When the drums beat the loudest and the  black curtain dropped to the hangar floor at Everett to reveal the last Boeing 747 passenger model this morning,  the shock could be felt even here.

It was blood red and bright orange.  Not your usual Boeing blue.

And Boeing’s vice-president and general manager, new aeroplanes, Pat Shanahan,  made the reasons clear, launching in the slow waltzing and talking, evangelical style of salesmanship that was so characteristic of an America of half a century ago, to laud the association of red and orange with power and prosperity in the great cultures of the world.

Which is as strong a clue as any as to where Boeing sees it getting its last orders for the Boeing 747-8 Intercontinental, aka 748-I, which is a very late final incarnation of the original 747 that first flew just over 42 years ago, and became one of the great 20th century icons of American industrial supremacy.

From Turkey, through China to Japan, is where Boeing sees a chance to add to a rather pitiful total of 33 orders for the 748-I so far, from Lufthansa, Korean Air Lines  and a few VIP sales including one to the state of Kuwait.

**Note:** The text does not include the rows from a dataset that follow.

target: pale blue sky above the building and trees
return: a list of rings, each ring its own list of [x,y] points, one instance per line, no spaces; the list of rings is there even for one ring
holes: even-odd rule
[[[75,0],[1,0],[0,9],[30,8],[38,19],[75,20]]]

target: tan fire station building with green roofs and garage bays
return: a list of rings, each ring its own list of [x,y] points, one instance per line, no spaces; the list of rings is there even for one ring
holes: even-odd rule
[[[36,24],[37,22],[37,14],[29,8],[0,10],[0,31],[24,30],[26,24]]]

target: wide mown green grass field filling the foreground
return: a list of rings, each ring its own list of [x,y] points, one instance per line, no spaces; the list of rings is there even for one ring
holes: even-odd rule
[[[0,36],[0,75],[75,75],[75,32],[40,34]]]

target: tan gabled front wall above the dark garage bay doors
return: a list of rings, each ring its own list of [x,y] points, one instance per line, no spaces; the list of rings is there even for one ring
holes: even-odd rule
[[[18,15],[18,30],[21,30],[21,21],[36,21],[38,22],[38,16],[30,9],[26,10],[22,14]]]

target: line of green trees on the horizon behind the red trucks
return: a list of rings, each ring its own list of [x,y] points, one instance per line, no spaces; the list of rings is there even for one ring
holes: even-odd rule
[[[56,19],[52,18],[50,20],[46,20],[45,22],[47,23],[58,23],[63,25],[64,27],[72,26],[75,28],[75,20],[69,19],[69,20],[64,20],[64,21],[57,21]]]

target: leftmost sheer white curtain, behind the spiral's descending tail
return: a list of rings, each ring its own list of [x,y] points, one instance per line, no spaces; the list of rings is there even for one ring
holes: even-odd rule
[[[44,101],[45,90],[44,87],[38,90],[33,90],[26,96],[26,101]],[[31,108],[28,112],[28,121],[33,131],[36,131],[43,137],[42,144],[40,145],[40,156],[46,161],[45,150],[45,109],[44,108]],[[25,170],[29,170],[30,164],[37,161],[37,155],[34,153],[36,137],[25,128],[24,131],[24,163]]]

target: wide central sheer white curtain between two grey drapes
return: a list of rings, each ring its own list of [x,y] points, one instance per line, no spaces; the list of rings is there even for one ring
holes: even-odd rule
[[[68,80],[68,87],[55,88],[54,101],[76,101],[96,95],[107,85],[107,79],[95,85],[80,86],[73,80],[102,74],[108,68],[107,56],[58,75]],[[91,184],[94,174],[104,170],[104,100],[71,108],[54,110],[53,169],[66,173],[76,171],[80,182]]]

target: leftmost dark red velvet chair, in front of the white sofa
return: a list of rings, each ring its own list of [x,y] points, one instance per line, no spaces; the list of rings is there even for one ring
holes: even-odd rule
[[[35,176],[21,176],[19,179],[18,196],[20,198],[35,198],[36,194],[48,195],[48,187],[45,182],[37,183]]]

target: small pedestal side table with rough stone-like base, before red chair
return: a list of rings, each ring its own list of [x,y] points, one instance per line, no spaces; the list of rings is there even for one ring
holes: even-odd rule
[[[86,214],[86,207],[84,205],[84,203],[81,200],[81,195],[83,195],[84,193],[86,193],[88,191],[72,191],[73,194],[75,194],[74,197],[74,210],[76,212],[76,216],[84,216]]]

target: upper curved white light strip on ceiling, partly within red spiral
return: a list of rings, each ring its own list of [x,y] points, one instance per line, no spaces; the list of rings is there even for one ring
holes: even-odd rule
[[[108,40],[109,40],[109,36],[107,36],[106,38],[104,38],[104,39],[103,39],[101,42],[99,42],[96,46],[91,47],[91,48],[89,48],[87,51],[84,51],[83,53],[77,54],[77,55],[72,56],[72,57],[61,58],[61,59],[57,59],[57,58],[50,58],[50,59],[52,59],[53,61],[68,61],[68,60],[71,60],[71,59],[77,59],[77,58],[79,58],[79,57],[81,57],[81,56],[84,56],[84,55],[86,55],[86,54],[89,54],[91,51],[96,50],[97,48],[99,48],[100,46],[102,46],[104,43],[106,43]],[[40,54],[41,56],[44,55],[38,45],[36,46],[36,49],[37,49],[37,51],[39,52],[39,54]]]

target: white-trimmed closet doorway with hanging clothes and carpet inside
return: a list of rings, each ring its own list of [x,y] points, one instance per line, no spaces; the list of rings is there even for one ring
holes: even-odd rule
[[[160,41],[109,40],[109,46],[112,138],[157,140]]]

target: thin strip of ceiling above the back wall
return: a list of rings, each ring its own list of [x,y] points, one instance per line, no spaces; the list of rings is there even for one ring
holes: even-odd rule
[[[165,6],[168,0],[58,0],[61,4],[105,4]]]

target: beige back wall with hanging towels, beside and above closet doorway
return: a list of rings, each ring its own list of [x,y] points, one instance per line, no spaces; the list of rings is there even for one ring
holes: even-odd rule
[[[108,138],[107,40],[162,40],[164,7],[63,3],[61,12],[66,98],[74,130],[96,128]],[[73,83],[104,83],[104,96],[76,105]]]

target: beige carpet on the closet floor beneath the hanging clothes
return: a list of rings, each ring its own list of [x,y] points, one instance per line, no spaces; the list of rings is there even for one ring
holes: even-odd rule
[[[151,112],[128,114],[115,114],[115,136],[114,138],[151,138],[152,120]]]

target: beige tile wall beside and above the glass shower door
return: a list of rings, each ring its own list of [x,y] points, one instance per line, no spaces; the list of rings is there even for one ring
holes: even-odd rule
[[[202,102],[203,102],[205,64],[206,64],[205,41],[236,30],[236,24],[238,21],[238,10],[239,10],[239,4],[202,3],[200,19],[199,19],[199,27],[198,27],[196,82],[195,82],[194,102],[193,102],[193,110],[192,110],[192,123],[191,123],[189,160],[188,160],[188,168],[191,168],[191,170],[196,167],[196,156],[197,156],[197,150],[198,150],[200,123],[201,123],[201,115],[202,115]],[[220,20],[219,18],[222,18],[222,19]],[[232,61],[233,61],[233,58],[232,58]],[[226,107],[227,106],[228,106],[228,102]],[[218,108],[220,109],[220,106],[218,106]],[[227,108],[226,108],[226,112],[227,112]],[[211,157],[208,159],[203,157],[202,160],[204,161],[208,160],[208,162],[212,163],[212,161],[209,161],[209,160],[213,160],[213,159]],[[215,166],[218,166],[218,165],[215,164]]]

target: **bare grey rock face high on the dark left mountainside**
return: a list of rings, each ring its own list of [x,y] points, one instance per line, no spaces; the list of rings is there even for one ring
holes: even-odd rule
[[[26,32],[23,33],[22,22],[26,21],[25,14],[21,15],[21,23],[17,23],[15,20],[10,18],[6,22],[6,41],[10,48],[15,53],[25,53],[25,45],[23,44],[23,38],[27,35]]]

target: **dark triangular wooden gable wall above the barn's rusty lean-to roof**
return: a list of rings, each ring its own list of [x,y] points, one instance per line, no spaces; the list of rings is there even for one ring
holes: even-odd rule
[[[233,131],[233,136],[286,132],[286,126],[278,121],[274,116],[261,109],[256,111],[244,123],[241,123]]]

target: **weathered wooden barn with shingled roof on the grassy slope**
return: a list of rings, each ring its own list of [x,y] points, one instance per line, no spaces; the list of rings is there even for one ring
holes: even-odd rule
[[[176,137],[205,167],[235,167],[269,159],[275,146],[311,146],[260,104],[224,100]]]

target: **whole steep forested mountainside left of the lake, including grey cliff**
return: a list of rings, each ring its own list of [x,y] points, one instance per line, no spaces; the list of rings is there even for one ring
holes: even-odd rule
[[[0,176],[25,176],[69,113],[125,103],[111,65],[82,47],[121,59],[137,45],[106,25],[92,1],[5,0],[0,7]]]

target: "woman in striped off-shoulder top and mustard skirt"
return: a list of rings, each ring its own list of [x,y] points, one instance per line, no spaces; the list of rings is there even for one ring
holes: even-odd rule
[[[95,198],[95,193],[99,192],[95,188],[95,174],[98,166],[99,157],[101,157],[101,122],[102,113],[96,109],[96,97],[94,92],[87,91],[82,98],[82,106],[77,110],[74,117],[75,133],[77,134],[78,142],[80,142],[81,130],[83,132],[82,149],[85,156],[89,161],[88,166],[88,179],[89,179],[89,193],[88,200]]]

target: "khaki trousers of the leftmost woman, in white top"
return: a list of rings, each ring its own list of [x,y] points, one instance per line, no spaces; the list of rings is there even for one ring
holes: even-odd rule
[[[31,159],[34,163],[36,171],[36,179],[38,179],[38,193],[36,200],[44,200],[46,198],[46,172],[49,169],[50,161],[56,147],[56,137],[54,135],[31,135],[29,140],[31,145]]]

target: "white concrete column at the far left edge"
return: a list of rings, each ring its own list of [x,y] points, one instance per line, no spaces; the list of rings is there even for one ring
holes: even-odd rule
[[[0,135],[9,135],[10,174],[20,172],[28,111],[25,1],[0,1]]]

But is the red Boeing wearing the colours of dawn, or sunset?

There was a whole giant hangar full of emotion at Everett this morning.  Joe Sutter, 88, the “father of the 747” stood up to wave briefly to the rapturous applause of the invited. Sutter is one of the greatest and most authoritative figures in airliner design, pressed by Boeing into a kitchen cabinet several years ago to sort out “the almighty mess” the company has made for itself with its plastic 787 Dreamliner and “last hurrah” 748 freighters and passenger liners.

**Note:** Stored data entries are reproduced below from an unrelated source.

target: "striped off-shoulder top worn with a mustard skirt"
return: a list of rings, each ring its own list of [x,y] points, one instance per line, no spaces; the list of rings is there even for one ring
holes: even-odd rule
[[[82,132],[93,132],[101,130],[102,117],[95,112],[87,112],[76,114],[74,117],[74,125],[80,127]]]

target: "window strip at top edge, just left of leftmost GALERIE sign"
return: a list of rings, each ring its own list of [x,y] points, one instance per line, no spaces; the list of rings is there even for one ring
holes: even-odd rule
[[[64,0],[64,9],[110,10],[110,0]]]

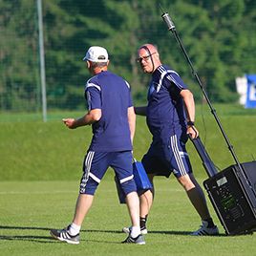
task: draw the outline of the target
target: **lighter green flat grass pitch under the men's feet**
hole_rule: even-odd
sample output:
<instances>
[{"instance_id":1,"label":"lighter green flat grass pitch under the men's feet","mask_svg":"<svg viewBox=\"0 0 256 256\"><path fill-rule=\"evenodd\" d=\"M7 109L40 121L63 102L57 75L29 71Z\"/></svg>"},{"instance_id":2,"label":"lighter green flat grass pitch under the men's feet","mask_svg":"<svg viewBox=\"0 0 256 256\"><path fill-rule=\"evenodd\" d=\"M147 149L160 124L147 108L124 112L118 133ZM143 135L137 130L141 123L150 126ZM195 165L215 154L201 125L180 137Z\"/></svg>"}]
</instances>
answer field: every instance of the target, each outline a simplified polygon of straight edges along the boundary
<instances>
[{"instance_id":1,"label":"lighter green flat grass pitch under the men's feet","mask_svg":"<svg viewBox=\"0 0 256 256\"><path fill-rule=\"evenodd\" d=\"M200 220L175 179L156 180L157 194L149 218L146 245L121 245L129 224L115 183L102 181L81 231L80 245L53 240L50 228L72 220L77 182L0 182L0 255L255 255L256 235L191 237ZM213 212L211 205L210 209Z\"/></svg>"}]
</instances>

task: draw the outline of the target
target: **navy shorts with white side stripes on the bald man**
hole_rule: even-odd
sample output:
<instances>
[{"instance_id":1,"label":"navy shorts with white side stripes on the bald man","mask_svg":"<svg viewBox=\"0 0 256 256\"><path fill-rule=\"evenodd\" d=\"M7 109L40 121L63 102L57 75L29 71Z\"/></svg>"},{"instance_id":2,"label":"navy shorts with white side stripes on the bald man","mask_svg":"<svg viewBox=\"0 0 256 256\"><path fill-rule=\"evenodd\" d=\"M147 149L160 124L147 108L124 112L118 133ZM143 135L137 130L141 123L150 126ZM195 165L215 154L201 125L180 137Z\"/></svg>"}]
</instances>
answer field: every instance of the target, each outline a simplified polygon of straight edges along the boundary
<instances>
[{"instance_id":1,"label":"navy shorts with white side stripes on the bald man","mask_svg":"<svg viewBox=\"0 0 256 256\"><path fill-rule=\"evenodd\" d=\"M176 134L166 143L152 143L141 162L148 174L169 177L173 172L177 178L192 173L192 166L185 149L187 135Z\"/></svg>"}]
</instances>

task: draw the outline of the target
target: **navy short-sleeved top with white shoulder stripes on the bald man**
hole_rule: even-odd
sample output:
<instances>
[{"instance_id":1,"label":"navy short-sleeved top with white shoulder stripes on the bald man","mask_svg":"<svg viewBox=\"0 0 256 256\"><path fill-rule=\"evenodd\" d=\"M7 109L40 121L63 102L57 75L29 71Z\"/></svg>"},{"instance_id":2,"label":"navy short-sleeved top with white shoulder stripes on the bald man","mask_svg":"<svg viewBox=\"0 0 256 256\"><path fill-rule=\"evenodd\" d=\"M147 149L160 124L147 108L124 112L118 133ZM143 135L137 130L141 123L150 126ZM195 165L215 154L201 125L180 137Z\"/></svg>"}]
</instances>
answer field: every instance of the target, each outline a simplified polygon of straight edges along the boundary
<instances>
[{"instance_id":1,"label":"navy short-sleeved top with white shoulder stripes on the bald man","mask_svg":"<svg viewBox=\"0 0 256 256\"><path fill-rule=\"evenodd\" d=\"M153 143L167 143L177 130L185 129L186 118L180 96L183 89L187 89L187 86L180 75L168 66L160 65L153 73L146 115Z\"/></svg>"}]
</instances>

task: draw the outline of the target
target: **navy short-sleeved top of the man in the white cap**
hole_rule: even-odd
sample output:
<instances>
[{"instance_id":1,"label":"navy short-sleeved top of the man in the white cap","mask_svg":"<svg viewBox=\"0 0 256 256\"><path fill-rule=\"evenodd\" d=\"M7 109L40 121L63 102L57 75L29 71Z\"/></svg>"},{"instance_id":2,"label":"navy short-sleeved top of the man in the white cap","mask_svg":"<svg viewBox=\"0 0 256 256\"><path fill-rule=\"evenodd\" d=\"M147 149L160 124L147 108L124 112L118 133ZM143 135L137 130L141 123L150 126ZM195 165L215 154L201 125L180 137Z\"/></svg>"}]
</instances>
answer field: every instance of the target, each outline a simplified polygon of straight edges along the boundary
<instances>
[{"instance_id":1,"label":"navy short-sleeved top of the man in the white cap","mask_svg":"<svg viewBox=\"0 0 256 256\"><path fill-rule=\"evenodd\" d=\"M133 106L130 86L109 71L90 78L85 87L88 109L101 109L101 118L93 123L89 150L117 152L132 150L128 108Z\"/></svg>"}]
</instances>

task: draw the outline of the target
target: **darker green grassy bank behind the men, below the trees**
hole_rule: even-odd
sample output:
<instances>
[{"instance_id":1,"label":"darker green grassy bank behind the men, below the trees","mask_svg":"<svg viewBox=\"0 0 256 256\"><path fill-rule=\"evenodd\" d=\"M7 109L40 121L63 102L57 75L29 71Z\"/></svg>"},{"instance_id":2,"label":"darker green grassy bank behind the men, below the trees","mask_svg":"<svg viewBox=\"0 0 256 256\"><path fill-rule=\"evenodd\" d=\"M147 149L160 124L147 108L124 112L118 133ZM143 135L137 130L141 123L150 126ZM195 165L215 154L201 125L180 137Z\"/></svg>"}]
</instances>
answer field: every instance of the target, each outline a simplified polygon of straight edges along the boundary
<instances>
[{"instance_id":1,"label":"darker green grassy bank behind the men, below the trees","mask_svg":"<svg viewBox=\"0 0 256 256\"><path fill-rule=\"evenodd\" d=\"M241 106L216 107L224 130L240 161L256 159L256 110ZM33 120L32 115L0 114L1 181L77 181L83 156L92 138L91 127L69 130L62 117L83 113L50 113L49 121ZM35 116L36 117L36 116ZM234 163L219 127L207 106L199 106L196 124L205 147L222 170ZM151 136L145 118L137 118L134 155L140 160ZM205 177L202 162L192 143L187 143L195 174Z\"/></svg>"}]
</instances>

And he hasn’t been all that restrained in its his criticism of the current situation either in his few public comments on these programs.

If a word cloud was made of those most used at the webcast ceremony “incredibles” and “legacy” would be among the largest. The “incredibles” are the Boeing word of the day for the designers and engineers it retained while much of its human resources in airliner excellence were sidelined in favour of risk-sharing deals with Japanese, Chinese and European firms,  which saw Boeing lose control of design and construction quality and excellence.

The company has recently been castigating itself publicly for “not thinking through” the issues involved. The 787 is at least three-and-a-half years late and overweight and underperforming, and the 748s, both freighters and passenger liners,  are up to two years late, performance unconfirmed.

The wing of the 748 is beset with flutter and aileron control issues that Boeing is confident can be fixed with “software settings” because it is stuck with a cut-price wing that was largely designed in Russia for as little as 20% of the cost of US in-house design.  Incredible savings totally obliterated by a massive multibillion dollar sales failure.

Boeing’s misfortunes also mesh in with the US paranoia over the threats to or even loss of financial and technological leadership to China in coming decades. The red dawn-or-sunset Boeing played to those concerns in the social media this morning, with nostalgia and alarm arising from a closer inspection of the prototype, which is decorated with exactly the same dominant colour as the original 747 and the same style of letterings and logos.

The Americans use the word “rooted” differently to us.  But the claim that the 748-I is rooted in the past is true no matter how the word is used.